Eine erstklassige Adresse für Feinschmecker ist Niedersachsen einziges 5-Sterne-Superior-Hotel: das Badhotel Sternhagen, in dem die sympathische Hotelchefin Susan Cantauw ihre Gäste im Sommer mit eisgekühlten Handtüchern empfängt und die Hitze der sonnigen Wattwanderung schnell vergessen lässt. Der Ortsteil Duhnen ist eines der Zentren des Fremdenverkehrs und das gediegene Hotel bietet Gästen neben einem Wellness-Ambiente vom Feisten, Thallasso-Therapie im Spa auch das sternegekrönte Gourmet-Restaurant Sterneck, das mit wundervollen Panoramablick auf das Wattenmeer und einer erstklassigen Küche punktet. Die auch vom renommierten US-Wine Spectator ausgezeichnete Weinkarte mit ihren 550 Positionen wird von Sommelière und Restaurantleiterin Anika Nührenberg ebenso gepflegt, wie die dazugehörenden 15.000 Flaschen im Weinkeller, den sie mit viel Herzblut auf dem neusten Stand hält. Die Lektüre der Karte macht Spaß, denn die Auswahl ist sehr gekonnt aus 15 wichtigen Weinländern zusammengestellt und die Preise sind für die Klasse der Gastronomie ausgesprochen fair kalkuliert. Natürlich finden sich dort einige der ganz großen Gewächse aus Frankreich, doch die erfahrene Fachfrau achtet stärker auf hohe Qualität als auf Namen.

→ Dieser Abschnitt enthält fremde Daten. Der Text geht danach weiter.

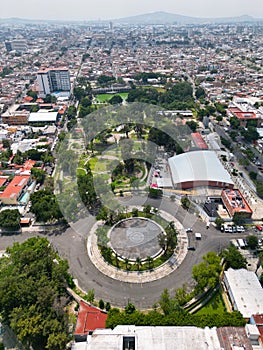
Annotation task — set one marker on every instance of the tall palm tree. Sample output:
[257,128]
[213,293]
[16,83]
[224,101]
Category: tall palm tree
[149,260]
[126,261]
[138,262]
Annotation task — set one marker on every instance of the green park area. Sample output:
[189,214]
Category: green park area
[214,306]
[104,98]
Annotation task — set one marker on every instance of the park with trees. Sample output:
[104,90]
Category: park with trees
[33,298]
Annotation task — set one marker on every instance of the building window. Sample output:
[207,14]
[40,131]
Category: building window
[128,343]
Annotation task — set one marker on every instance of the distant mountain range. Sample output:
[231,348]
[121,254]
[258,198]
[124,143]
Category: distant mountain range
[148,18]
[171,18]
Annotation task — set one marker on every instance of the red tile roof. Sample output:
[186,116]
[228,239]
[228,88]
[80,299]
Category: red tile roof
[15,186]
[89,319]
[199,141]
[258,318]
[3,181]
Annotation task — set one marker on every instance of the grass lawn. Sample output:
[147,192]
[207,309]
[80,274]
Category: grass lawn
[214,306]
[107,97]
[81,171]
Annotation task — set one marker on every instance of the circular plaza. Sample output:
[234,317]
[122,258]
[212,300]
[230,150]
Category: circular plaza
[136,238]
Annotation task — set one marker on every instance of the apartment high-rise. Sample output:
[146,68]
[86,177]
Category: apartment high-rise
[53,79]
[18,45]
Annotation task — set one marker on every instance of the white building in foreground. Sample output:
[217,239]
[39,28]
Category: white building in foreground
[244,291]
[197,169]
[154,338]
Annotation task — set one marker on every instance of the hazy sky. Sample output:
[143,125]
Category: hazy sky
[108,9]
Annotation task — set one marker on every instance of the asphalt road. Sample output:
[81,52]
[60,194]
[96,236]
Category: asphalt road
[72,246]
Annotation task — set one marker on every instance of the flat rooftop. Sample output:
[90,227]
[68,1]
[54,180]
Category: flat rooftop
[156,338]
[236,200]
[246,290]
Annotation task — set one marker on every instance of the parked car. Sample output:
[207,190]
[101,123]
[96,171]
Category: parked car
[188,230]
[230,229]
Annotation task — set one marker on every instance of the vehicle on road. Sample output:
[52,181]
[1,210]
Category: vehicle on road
[198,235]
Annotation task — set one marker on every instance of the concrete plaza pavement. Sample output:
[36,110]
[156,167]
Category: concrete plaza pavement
[140,276]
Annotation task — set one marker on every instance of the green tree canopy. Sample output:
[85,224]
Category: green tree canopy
[234,258]
[252,241]
[206,274]
[33,284]
[10,219]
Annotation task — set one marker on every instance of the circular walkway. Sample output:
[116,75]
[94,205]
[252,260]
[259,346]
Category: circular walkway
[135,237]
[139,276]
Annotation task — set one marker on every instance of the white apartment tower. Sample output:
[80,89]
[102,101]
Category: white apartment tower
[53,79]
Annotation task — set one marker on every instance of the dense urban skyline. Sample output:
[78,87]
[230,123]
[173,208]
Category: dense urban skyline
[86,10]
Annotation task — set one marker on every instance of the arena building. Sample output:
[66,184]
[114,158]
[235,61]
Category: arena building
[198,168]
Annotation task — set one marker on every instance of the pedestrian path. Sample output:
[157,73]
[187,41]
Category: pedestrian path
[139,276]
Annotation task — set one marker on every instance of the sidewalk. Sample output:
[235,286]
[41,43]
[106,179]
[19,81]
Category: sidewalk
[139,276]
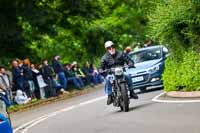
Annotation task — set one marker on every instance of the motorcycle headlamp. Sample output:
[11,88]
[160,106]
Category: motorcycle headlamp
[118,71]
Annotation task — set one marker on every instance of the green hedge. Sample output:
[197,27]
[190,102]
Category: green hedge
[182,74]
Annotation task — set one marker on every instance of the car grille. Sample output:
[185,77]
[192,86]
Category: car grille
[145,78]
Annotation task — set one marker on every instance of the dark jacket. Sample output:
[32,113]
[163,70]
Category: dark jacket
[16,72]
[119,59]
[69,73]
[27,72]
[47,72]
[57,66]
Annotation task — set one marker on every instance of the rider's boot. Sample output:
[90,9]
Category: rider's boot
[109,100]
[133,94]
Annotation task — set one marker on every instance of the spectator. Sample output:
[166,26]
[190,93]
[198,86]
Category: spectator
[41,82]
[21,97]
[97,75]
[127,50]
[148,43]
[77,82]
[18,78]
[6,84]
[89,74]
[35,73]
[28,78]
[59,70]
[137,47]
[48,78]
[78,73]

Eine der Pflanzen, die hinter dem Deich gedeihen, ist der schon beschriebene Queller, der auch Salicornia genannt wird und auf den Salzwiesen wächst. Salaten verleiht er eine knackig-salzige Note. Marc Rennhack ist dort der seit Jahren mit einem Michelin-Stern ausgezeichnete Küchenchef und ein Freund der Leckereien des Meeres. Er serviert seinen Gästen gerne dessen Bewohner wie irische Austern, Jakobsmuscheln, Rauchaal oder Dorumer Krabben. Der Westfale hat früher unter anderem im Frankfurter Main Tower, bei Steinheuer an der Ahr und bei Amador erst in Aschaffenburg und später in Bukarest gearbeitet, bevor er 2012 die Küche des Gourmetrestaurants übernahm. Doch auch bei Thomas Hildebrandt, der für das auch externen Gästen offenstehende benachbarte Hotelrestaurant Schaarhörn zuständig ist, ist der Gast in sehr guten Händen. Meist sind es naturfrische biologisch angebaute Zutaten, die er von Hand für seine klassische und regionale Küche verarbeitet, die von ausgesuchten Höfen und Erzeugern der Region stammen.